Acquiring a zero signal Z phase and an increment signal A phase B phase of an encoder, and outputting 1 path of differential synchronous signals by an FPGA after waveform setting and frequency division;

after receiving the synchronous signal, the digital imaging board superimposes the frame synchronous number on the image and outputs the video;

and when the images are acquired, the panoramic image stitching is carried out according to the frame numbers.

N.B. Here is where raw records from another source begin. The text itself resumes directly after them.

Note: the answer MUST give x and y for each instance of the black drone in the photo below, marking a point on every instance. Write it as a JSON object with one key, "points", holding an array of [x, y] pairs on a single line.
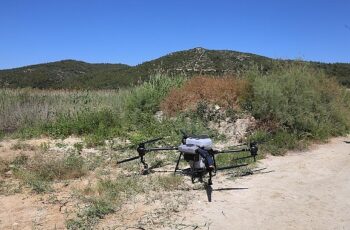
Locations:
{"points": [[198, 152]]}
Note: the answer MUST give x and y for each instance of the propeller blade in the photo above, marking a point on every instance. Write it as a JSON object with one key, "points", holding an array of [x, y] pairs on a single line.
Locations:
{"points": [[152, 140], [129, 159], [125, 148], [232, 167]]}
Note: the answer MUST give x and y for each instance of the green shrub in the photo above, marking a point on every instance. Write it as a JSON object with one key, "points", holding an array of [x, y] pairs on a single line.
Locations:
{"points": [[298, 102]]}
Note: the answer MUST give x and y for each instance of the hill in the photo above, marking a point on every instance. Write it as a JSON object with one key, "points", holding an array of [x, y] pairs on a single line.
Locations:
{"points": [[73, 74]]}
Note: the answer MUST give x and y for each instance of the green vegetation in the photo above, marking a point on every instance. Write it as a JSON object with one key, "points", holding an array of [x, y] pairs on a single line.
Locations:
{"points": [[70, 74], [296, 104], [96, 115], [293, 103]]}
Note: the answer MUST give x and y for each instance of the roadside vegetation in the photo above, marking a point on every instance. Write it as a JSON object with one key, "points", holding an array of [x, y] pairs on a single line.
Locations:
{"points": [[293, 105]]}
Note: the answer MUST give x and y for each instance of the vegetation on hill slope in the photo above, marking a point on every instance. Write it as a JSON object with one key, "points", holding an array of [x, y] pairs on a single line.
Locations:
{"points": [[70, 74], [291, 106]]}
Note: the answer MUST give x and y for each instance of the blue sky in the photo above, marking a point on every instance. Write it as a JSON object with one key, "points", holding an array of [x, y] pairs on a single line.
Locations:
{"points": [[134, 31]]}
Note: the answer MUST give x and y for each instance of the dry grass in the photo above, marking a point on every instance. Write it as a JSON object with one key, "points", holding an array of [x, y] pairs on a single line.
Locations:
{"points": [[225, 92], [25, 107]]}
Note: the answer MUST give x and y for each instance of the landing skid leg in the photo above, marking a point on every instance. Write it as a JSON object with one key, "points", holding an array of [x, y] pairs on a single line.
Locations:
{"points": [[177, 163]]}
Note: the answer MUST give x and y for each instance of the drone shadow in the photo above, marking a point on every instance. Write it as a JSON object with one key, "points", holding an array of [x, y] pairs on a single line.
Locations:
{"points": [[209, 189]]}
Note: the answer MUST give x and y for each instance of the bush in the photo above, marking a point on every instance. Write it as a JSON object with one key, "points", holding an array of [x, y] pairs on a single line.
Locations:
{"points": [[225, 92], [298, 102]]}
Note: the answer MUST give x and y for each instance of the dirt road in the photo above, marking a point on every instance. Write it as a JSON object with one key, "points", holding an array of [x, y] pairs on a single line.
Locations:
{"points": [[307, 190]]}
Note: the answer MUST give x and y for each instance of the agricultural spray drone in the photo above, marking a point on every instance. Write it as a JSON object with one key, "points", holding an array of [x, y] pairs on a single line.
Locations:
{"points": [[198, 152]]}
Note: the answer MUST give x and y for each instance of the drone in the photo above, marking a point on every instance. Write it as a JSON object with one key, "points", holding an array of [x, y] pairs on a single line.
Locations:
{"points": [[198, 152]]}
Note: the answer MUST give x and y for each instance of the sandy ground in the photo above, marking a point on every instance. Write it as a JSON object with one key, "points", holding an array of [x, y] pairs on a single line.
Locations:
{"points": [[303, 190]]}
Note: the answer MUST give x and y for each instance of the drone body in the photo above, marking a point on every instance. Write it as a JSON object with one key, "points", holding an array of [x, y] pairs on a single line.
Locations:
{"points": [[197, 151]]}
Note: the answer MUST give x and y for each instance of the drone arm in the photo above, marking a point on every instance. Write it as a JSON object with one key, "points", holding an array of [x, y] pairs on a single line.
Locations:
{"points": [[129, 159], [231, 151], [167, 148]]}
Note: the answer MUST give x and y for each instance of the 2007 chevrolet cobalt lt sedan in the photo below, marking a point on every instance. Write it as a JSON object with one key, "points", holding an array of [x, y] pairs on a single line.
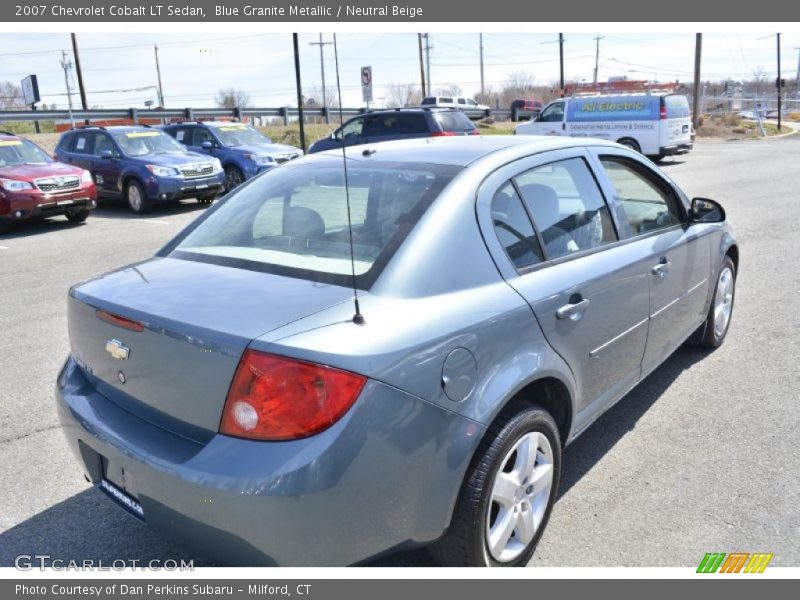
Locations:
{"points": [[230, 393]]}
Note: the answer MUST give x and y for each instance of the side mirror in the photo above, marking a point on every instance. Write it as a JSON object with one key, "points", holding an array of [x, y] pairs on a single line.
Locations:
{"points": [[707, 211]]}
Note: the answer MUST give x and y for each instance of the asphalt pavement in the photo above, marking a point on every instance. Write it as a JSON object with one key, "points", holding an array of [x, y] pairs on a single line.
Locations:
{"points": [[703, 456]]}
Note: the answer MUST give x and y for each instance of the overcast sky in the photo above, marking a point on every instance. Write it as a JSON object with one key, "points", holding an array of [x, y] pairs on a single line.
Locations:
{"points": [[194, 67]]}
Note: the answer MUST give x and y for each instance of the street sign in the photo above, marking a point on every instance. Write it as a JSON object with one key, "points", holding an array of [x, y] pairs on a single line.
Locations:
{"points": [[366, 84], [30, 90]]}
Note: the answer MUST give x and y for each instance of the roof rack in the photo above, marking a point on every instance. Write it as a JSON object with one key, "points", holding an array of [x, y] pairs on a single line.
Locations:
{"points": [[619, 87]]}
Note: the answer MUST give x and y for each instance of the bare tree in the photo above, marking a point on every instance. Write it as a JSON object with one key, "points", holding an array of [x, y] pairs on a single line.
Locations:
{"points": [[402, 94], [232, 98], [10, 96]]}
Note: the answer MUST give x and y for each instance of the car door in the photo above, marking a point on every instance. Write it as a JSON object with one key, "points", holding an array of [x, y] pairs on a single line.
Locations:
{"points": [[106, 171], [677, 260], [586, 292], [551, 120]]}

2. The method of claim 1, wherein the acquiring zero signal Z phase and delta signal a phase B phase of the encoder, after waveform setting and frequency division, outputs 1 path of differential synchronization signal by the FPGA, comprises:

The encoder outputs A, B, Z coding signals in the rotation process of the azimuth motor, the coding signals are input to the FPGA after passing through the differential receiving chip, the FPGA outputs frame synchronization information after counting, shaping and frequency division through edge detection, wherein the ring synchronization signals come from Z phase signals of the encoder, namely 1 st frame synchronization signals of initial frames, the 2 nd to 100 th frame synchronization signals are output after frequency division after being counted through A, B phases, and the counter clears the Z phase zero signals and the frame synchronization positions.

3. The method of claim 2, wherein the encoder outputs three differential pulse signals of: a+, A-, B+, B-, Z+, Z-.

4. The method of claim 1, wherein the frame synchronization signal is transmitted to an infrared imaging digital board of the linear array panoramic thermal imager, the digital board receives the frame synchronization signal, and the frame number is superimposed into the image, and the linear array detector continuously outputs in columns.

5. The method of claim 1, wherein the infrared digital board performs infrared image signal processing and frame number and column number superposition, and outputs the signal to the upper computer acquisition card or the image processing board through the interface.

6. The method of claim 1, wherein the host computer display control software displays the digital video signal on the display screen at a fixed position according to the frame number of the video after the host computer acquisition card or the image processing board receives the digital video signal.

7. The method of claim 6, wherein the host acquisition card or the image processing board receives the digital video signal and calculates the target azimuth angle according to the frame number, the column number and the pixel angle.

8. The method of claim 7, wherein target azimuth angle = frame number x azimuth field angle + column number x pixel angle.